How mobile gaming companies keep performance intact while migrating measurement systems
Tiahn Wetzler, director of marketing, Adjust
A common challenge for mobile gaming companies operating at scale is adapting infrastructure without disrupting performance. With changes to measurement frameworks happening at a record pace — from privacy developments and signal loss to data complexity and integration of AI systems — migrating infrastructure is both logistically complex and operationally sensitive, meaning it’s often procrastinated or ignored. If the journey to better outcomes seems too unstable or uncertain, accepting the status quo can persist indefinitely.
Unlike incremental updates to tooling or adding to the tech stack, a measurement migration often involves reworking systems that underpin user acquisition, attribution, campaign optimization and internal reporting. For companies managing dozens of live apps and years of historical data, even minor inconsistencies can turn into critical performance issues or reporting gaps.
This challenge is cited most commonly in the gaming vertical, where a studio’s portfolio often spans dozens of titles, many with their own acquisition strategy and monetization model. The measurement systems used to manage and scale these titles are generally deeply embedded in campaign optimization workflows and business intelligence environments.
In short, making a change is an initiative that will likely simultaneously span marketing, engineering, data and product, and more, with little margin for error.
Understanding the complexity of scale
At smaller scales, migration risks are easier to contain. But for larger gaming companies, the risk can grow exponentially. Each title carries its own install base, often in the millions or more, alongside years of historical attribution data. That data underpins cohort analysis, lifetime value modeling, campaign optimization, and decisions around creatives, budget allocation and more.
Maintaining continuity is essential, which is why migrations are often avoided. In addition to the transfer of data (which can itself be so complicated that it’s determined to be not worth approaching) and the preservation of data points/relationships between install sources and timestamps, live campaigns need to continue running. Budgets need to remain optimized, and performance metrics need to stay stable. There are few teams with the flexibility to compromise on any of these points, because any downtime or break in data alignment risks immediate and future financial impact.
A migration requires the rebuilding of systems while keeping them fully operational.
Migration without disruption
One recent example illustrates how such a challenge can be approached. London-based Tripledot Studios, which manages a portfolio of more than 30 casual games and hundreds of millions of players, undertook a large-scale migration of its measurement infrastructure. The process involved transitioning years of install data, comprising billions of data points, while keeping all live campaigns and reporting systems intact.
The company’s primary concern was maintaining continuity. Its internal business intelligence systems serve as the central source of truth for performance, and any disruption to data pipelines or cohort tracking would have had downstream effects across teams.

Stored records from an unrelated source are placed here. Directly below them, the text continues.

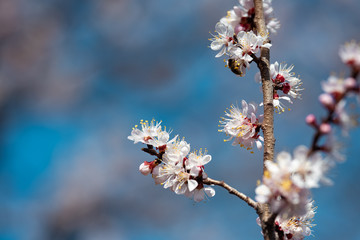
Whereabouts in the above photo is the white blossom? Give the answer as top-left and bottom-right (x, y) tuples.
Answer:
(339, 40), (360, 70)
(277, 201), (316, 240)
(220, 0), (280, 34)
(128, 119), (162, 144)
(210, 22), (235, 58)
(220, 100), (263, 151)
(321, 75), (347, 97)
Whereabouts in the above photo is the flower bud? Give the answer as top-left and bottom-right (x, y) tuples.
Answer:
(139, 161), (153, 175)
(305, 114), (317, 126)
(344, 77), (357, 90)
(319, 93), (335, 110)
(319, 123), (332, 134)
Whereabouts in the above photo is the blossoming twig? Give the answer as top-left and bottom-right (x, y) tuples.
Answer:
(308, 72), (359, 156)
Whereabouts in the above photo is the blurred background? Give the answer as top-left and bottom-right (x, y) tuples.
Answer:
(0, 0), (359, 239)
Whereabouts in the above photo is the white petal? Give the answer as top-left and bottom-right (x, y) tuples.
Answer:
(215, 47), (226, 58)
(194, 189), (205, 202)
(201, 155), (212, 165)
(261, 43), (272, 49)
(204, 187), (216, 197)
(277, 151), (292, 163)
(211, 40), (223, 51)
(294, 145), (308, 160)
(215, 22), (227, 35)
(188, 179), (198, 192)
(256, 140), (263, 149)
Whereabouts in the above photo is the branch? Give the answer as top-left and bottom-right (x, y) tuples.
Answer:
(203, 177), (258, 210)
(253, 1), (277, 239)
(253, 0), (275, 168)
(308, 71), (359, 156)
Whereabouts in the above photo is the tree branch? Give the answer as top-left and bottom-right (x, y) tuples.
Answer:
(253, 0), (275, 169)
(308, 71), (360, 156)
(203, 177), (258, 210)
(253, 1), (276, 239)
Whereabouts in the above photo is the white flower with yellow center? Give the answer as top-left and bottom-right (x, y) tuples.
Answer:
(210, 22), (235, 58)
(277, 201), (316, 240)
(235, 31), (271, 59)
(220, 100), (263, 151)
(128, 119), (161, 144)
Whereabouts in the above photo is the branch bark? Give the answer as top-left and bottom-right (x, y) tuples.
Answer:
(253, 0), (275, 168)
(203, 177), (258, 210)
(253, 0), (276, 239)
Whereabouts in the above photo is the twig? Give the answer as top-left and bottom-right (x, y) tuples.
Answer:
(308, 71), (359, 156)
(203, 177), (258, 210)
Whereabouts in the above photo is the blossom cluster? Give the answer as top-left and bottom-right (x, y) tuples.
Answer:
(306, 42), (360, 161)
(255, 146), (330, 216)
(220, 0), (280, 35)
(128, 119), (215, 202)
(210, 23), (271, 76)
(209, 0), (279, 76)
(219, 100), (263, 151)
(255, 146), (330, 238)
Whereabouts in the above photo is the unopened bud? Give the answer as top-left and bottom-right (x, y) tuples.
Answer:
(345, 77), (357, 90)
(234, 25), (245, 35)
(305, 114), (317, 126)
(319, 123), (332, 134)
(139, 161), (153, 175)
(319, 93), (335, 110)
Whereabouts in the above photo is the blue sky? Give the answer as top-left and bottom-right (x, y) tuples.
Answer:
(0, 0), (360, 239)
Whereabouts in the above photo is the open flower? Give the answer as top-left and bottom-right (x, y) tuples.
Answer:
(339, 40), (360, 70)
(210, 22), (235, 58)
(276, 201), (316, 240)
(128, 119), (162, 144)
(220, 100), (263, 151)
(267, 62), (303, 113)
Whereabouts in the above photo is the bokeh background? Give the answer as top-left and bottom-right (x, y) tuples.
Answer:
(0, 0), (359, 239)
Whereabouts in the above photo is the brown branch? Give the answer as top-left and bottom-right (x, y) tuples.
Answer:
(253, 0), (275, 169)
(253, 1), (276, 239)
(203, 177), (258, 210)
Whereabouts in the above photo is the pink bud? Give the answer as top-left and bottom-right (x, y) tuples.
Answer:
(319, 93), (335, 110)
(345, 77), (357, 90)
(139, 161), (152, 175)
(319, 123), (332, 134)
(305, 114), (317, 126)
(234, 25), (245, 35)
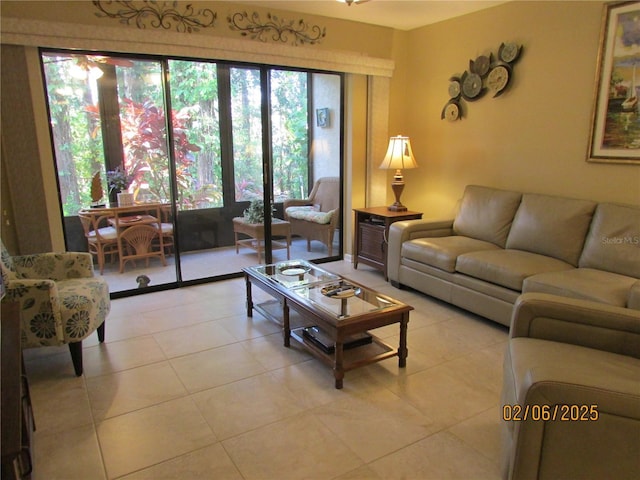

To mitigate that risk, the migration was structured as a phased process rather than a single cutover. Historical data was incrementally transferred and reconciled, allowing older cohorts to remain measurable alongside new incoming data. At the same time, internal identifiers were aligned across systems to prevent duplication or gaps in attribution.
Equally important was coordination across teams. Growth, marketing, engineering and data stakeholders worked in parallel, ensuring that campaign tracking, backend systems and reporting frameworks remained synchronized throughout the transition.
The result was a first-of-its-kind migration completed without interrupting user acquisition activity or degrading data accuracy. This set a new standard for success, as a migration of this scale is rare in the app industry.
Infrastructure decisions are strategic decisions
Measurement platforms have always been foundational to app marketing and growth success. But as data ecosystems have grown more complex, and as privacy changes have reduced signal visibility, the underlying infrastructure and, most importantly, its consistency have taken on greater strategic importance.
For many companies, migration becomes necessary when existing systems can no longer support the speed, complexity or coordination required across teams. What once worked at a smaller scale can gradually create inefficiencies in reporting and day-to-day operations.
A successful migration can help teams:
- Reduce manual work and operational complexity
- Create more consistent reporting across systems and teams
- Improve confidence in performance data and decision-making
- Build infrastructure that is easier to adapt and scale over time
This makes transitions between systems significantly more consequential. Migration has to offer new capabilities and better long-term outcomes. Teams need confidence that their data and campaigns can be preserved, as well as assurance that outcomes will improve.
For gaming companies in particular, where performance marketing is tightly coupled with revenue, to the point of extremely thin and critical margins, the stakes are even higher. A temporary loss of visibility can lead to misallocated spend, inefficient campaigns, missed growth opportunities and false future projections.
What this ultimately shows is that migration itself isn’t the barrier; uncertainty is. When teams don’t have a clear way to preserve performance, data continuity and internal alignment, maintaining the status quo feels safer, even when it limits progress. But with the right planning, coordination and safeguards in place, complex migrations can be carried out without disruption, making change a viable option rather than a risk to avoid.